Very few news moments truly qualify for the, “Did you know where you were when…” such-and-such happened pantheon. For those under 50, the only two real contenders (since JFK’s assassination is off the table) for most would be 9/11 (second plane hitting the WTC South Tower confirming we were under attack) and the O.J. Simpson car chase, which will mark its 20th anniversary on Tuesday.
So where was I? Unlike most people who watched the slow chase unfold on national television from the beginning, I was in my old Jeep Wrangler embarking on a three-hour (thanks to heavy traffic) jaunt to the Jersey Shore (Long Beach Island). Talk or news radio wasn’t my thing at the time, so instead I filled the hours the best way I knew how: By listening to a bunch of mixed cassette tapes (song compilations carefully selected and made at home). So while the world was captivated in seeing an American icon being pursued by what looked like hundreds of police cars on TV, I missed the first two hours of the OJ Chase while stopping and starting on the Garden State Parkway.

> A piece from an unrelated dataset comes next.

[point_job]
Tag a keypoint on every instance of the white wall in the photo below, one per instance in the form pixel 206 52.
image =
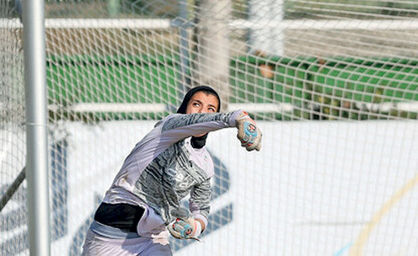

And that’s how much the world had changed: In 1994, there really were no cell phones, absolutely no texting, no mobile Internet, and therefore no Twitter or Facebook. Today you would hear about the chase within seconds. Back then, you could miss the whole damn thing if you weren’t in front of a TV and singing along to Springsteen, Journey (got a problem with that?) and Pearl Jam instead.
When I finally got to the beach house (a share rental for the summer, which is common around these parts), my friends were watching a split screen of the Knicks-Rockets NBA Finals Game 5 in a small corner box and the OJ chase occupying the rest of the 21-inch SD screen (NBC was obligated to cover the game, so they presented both events, which was surreal). When I asked why there was a car chase on television in addition to the game, they looked at me as if Al Cowlings himself had just walked into the house.
“What? You don’t know what’s going on?” was the question that came in unison. So upon explaining that I really, really didn’t have a clue, I can’t say (at that moment) I had heard more shocking news in my life (outside of the Space Shuttle blowing up in ’86 and watching my sobbing English teacher break the news after another teacher rushed into the room and whispered something in her ear).
Back to 1994, upon hearing one of OJ’s lawyers (Robert Shapiro) read what was an apparent suicide note–as much as we all didn’t want to believe it–the note combined with the chase made it clear Simpson had done it. Of course, it sounds like a “Well, duh!” conclusion now, but for those born after 1980 reading this, think of it this way: Tomorrow you will hear that Shaq is accused of killing his ex-wife and a male friend. That would be very hard to believe, right? Nice, mild-mannered guy…one of the best the game has seen at his position, a successful career in movies and on TV as a analyst post-NBA. That was OJ’s resume, too, except replace NBA with NFL.
That said, it seemed to only be a matter of if rather than when in terms of Simpson taking his own life when the low-speed pursuit finally concluded. What we didn’t realize at the time was we were witnessing the birth of reality TV happening right before our eyes, along with 90 million others (a huge number I still always felt to be a much lower–it’s less than the Super Bowl viewership average–than it could have been. Put the OJ Chase on in 2014, and Twitter and texting alone to spread the word would bump that number by 50 percent. Guaranteed.
So how did the chase change broadcast journalism? Simple. It marked the day when the line between hard news and sensationalism was blurred forever. For the first time ever, the New York Times cited the National Enquirer as a legitimate source (which must have been horrifying for the Grey Lady’s old guard). Serious news programs like Nightline resisted covering the trial as much as possible, limiting reports to just once a week because they saw it as more of an sensational Enquirer story than anything else. How much have things changed? Just think back to how the George Zimmerman trial was handled by the media just last year.
June 17, 1994 was also the day when wall-to-wall cable news coverage of something other than war was born. Remember, there was no Fox News and MSNBC at the time (both born in 1996), but OJ proved there was a healthy appetitive for more 24/7 cable news outlets outside of CNN- which was basically the only national game in town at the time. Court TV and CNBC also greatly benefited from the Simpson trial, but were/are more niche networks (legal/finance, respectively) than anything else.
Reality TV? We have OJ to thank for that.
Cable news proliferation? OJ’s ratings may created some incentive to expand the playing field as well.
Mixed cassette tapes preventing a future media analyst from missing the biggest TV event in decades?
Let’s just say that won’t be happening again.